Government officials have been making much of the territory’s “golden gems” during this Senior Citizens Month.
They are right to honour the elderly, and the month’s observance — which so far has included a church service, hikes and other activities — is a good way to do so.
But the new government must also ensure that talk is followed up with badly needed action designed to ensure that Virgin Islands seniors are properly supported during their golden years.
In recent decades, they have gotten the short end of the stick in many ways.
Perhaps the most glaring example is government’s longstanding failure to build a new senior home despite more than 15 years of promises and hundreds of thousands of dollars spent preparing a site at Spooners Estate. Meanwhile, the Adina Donovan Home for the Elderly has been inadequate for the territory’s needs for decades.
Similarly, a long-promised geriatric ward still has not been established at the hospital, and senior programmes across the territory have been cut back — especially after Hurricane Irma destroyed most community centres.
Indeed, Irma and the pandemic that followed in 2020 dramatically exposed the territory’s longstanding neglect of the elderly. As the death rate soared in the months after the 2017 hurricanes, many of the victims were seniors. They were also disproportionately represented among the Covid-19 fatalities.
If a better senior home and other services had been in place to support them during the back-to-back crises, how many deaths could have been prevented?
This month, then, should serve as a time to recommit to supporting the elderly year-round.

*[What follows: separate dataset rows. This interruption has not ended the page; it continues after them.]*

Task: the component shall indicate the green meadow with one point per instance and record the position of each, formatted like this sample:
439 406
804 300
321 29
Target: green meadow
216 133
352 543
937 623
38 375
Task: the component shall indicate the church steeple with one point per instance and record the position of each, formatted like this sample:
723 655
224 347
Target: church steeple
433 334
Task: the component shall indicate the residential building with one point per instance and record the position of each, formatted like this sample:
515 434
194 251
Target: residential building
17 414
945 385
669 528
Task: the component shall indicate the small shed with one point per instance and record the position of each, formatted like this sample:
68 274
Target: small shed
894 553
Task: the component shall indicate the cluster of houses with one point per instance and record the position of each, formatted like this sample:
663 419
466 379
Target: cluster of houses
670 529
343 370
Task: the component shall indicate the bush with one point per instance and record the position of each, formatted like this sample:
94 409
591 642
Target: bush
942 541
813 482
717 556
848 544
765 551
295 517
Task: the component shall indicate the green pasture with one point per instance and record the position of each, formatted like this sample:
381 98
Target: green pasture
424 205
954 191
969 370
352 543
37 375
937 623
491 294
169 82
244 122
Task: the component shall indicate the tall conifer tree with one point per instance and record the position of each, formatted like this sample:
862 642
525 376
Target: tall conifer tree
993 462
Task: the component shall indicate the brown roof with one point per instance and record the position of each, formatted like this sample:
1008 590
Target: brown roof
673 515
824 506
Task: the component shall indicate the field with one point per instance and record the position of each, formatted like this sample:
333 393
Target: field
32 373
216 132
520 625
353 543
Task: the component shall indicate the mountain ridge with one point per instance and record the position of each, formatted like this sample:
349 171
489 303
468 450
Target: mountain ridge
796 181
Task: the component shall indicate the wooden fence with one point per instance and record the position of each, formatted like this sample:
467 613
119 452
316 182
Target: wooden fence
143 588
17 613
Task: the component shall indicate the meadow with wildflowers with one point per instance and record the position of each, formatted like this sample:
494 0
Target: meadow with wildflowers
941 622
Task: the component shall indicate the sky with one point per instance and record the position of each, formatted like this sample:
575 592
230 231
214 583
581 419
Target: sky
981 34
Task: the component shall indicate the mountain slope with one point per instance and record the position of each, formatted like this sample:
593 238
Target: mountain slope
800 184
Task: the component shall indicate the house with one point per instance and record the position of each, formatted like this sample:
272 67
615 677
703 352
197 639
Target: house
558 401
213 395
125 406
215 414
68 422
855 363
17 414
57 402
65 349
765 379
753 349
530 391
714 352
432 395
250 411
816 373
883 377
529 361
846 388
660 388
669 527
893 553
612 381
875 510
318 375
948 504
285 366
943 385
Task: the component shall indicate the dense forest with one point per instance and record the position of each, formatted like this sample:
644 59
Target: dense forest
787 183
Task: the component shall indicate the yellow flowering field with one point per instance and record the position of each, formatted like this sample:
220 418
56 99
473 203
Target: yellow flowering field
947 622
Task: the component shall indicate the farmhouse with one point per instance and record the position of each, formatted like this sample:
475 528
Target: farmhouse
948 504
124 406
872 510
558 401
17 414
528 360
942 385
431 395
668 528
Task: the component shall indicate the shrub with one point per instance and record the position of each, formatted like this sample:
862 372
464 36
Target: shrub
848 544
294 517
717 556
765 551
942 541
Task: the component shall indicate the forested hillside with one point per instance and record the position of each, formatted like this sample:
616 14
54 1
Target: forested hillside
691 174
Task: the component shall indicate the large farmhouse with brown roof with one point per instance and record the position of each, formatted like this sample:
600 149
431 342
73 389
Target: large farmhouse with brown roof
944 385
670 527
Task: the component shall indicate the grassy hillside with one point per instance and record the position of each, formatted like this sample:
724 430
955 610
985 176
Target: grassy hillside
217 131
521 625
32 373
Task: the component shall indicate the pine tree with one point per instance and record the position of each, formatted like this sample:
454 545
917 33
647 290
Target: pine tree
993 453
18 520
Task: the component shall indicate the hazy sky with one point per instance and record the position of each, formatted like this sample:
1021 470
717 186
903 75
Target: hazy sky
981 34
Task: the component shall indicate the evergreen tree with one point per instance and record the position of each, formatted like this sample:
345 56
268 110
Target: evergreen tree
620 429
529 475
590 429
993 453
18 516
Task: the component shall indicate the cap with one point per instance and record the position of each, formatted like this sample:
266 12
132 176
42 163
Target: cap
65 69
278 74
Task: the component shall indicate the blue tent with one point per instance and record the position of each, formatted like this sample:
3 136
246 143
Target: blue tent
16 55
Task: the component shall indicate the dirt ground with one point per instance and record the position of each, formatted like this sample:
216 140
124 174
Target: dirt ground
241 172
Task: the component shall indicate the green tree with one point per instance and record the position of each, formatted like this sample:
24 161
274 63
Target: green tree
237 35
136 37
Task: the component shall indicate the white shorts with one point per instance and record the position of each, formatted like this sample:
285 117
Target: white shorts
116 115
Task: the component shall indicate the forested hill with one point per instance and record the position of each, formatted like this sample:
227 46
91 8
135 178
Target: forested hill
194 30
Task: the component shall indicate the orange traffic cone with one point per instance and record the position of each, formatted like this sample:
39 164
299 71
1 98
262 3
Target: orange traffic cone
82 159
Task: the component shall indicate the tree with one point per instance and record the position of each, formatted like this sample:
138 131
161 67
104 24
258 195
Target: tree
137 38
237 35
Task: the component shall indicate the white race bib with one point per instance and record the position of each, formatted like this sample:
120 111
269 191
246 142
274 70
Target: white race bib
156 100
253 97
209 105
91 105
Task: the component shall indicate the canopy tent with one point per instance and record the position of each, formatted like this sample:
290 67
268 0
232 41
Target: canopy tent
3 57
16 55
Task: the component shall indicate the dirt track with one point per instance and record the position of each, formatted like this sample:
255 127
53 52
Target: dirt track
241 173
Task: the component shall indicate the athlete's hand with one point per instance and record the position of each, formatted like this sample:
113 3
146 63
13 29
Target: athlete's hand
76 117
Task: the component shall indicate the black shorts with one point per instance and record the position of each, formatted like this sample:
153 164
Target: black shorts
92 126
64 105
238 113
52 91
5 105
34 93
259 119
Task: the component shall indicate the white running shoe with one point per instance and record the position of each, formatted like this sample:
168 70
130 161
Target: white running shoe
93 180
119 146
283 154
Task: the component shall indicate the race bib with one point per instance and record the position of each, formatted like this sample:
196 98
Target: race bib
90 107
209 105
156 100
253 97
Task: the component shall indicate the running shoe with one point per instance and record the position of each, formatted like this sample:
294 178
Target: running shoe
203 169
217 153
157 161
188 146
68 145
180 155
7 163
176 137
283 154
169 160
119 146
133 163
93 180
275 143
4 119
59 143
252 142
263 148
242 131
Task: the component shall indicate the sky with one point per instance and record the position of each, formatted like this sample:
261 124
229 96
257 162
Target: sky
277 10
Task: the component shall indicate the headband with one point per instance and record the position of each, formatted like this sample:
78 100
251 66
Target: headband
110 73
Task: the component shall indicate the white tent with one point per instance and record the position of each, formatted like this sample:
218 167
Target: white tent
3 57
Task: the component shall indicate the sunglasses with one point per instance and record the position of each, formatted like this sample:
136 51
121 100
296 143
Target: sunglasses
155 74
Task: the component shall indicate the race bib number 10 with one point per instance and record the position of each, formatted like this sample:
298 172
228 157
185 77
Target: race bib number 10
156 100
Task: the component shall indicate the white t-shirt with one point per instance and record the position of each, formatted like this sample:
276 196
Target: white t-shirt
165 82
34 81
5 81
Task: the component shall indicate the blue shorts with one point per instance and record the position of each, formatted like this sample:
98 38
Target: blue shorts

The ongoing activities are a step in the right direction, as is the newly elected government’s apparent focus on the demographic.
Meanwhile, non-profit organisations like the VI Alzheimer’s Association, the BVI Cancer Society and the BVI Diabetes Association also provide services that benefit many seniors. We hope they will keep up the good work and expand on it.
It is not enough to call the elderly “golden gems” once a year. Comprehensive action is required to ensure their well-being. Given their contributions — which stretch back to a time when VI life was much more difficult in many ways than it is today — the community surely owes them this much.